It will be the week that Minnesotans remember this winter.
A major polar vortex outbreak will likely hit Minnesota and much of the eastern U.S. next week. The massive upper-air low-pressure system is forecast to drive bitterly cold arctic air deep into the continent next week.
Yes, it’s cold out there now. But this will feel like a walk in the park compared to next week. Temperatures next Tuesday through Thursday could run 20 to 50 degrees colder than average across the Midwest and Great Lakes.
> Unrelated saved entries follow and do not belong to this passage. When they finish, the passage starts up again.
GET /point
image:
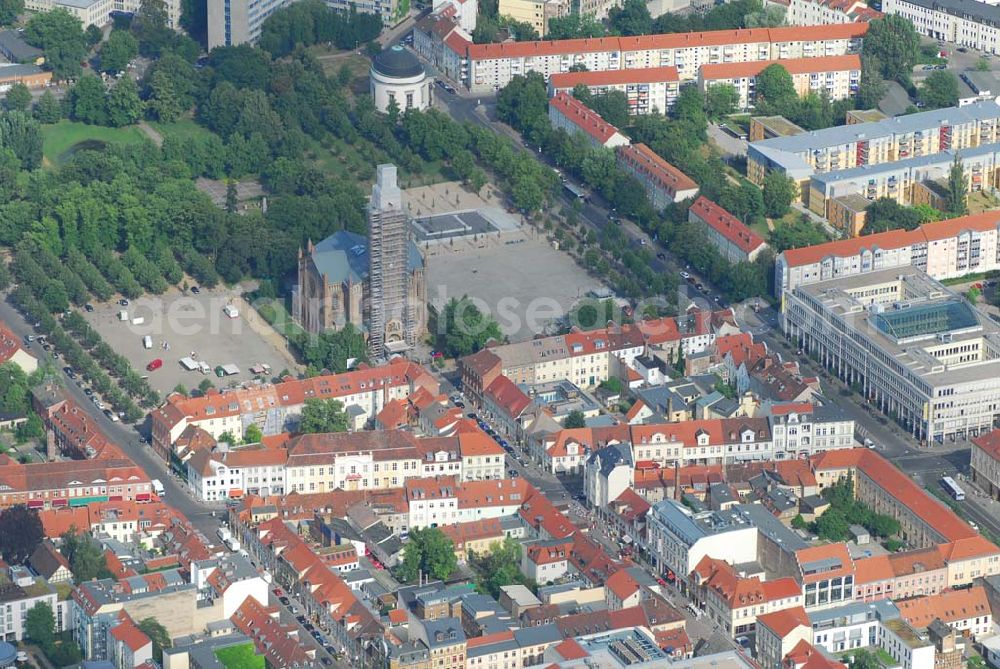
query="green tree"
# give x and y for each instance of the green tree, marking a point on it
(958, 187)
(779, 193)
(124, 105)
(121, 47)
(20, 533)
(158, 634)
(47, 109)
(9, 11)
(721, 101)
(939, 89)
(322, 416)
(464, 329)
(40, 624)
(893, 41)
(775, 90)
(632, 18)
(89, 103)
(84, 555)
(18, 97)
(59, 35)
(253, 434)
(429, 552)
(575, 419)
There is increasing confidence in significant, bitterly cold air arriving in the Northern Plains, Midwest and Great Lakes in the middle of next week. The cold should last for several days, with wind chills well below zero in some areas. Graphics show Wednesday forecast. pic.twitter.com/agZ9uqu2D4
— NWS WPC (@NWSWPC) January 24, 2019
20s below for MSP?
Models from the National Oceanic and Atmospheric Administration Global Forecast System and the European Centre for Medium-Range Weather Forecasts are cranking out temperatures colder than 20 below for the Twin Cities next Wednesday and Thursday morning.
Some models suggest temperatures will not rise above zero Monday night until Friday afternoon.
It’s getting harder to get to 20 below at Minneapolis−Saint Paul International Airport. But the magnitude of this inbound air mass seems to have the capability to make a serious run at 20 below for the Twin Cities.
Sunday night snow
A low-pressure system Sunday into Monday favors heavy snow from southwestern Minnesota into northern Iowa. Current forecast models storm tracks keep the Twin Cities on the northeast edge of the snow shield.
With plenty of arctic air in place, this looks like a very efficient snow maker. Snow to water ratios could go to 15:1 or even 20:1 in some areas.
That means snow could pile up quickly in southern Minnesota. Snowfall totals from 6 inches to a foot or more seem quite possible in southern Minnesota and northern Iowa.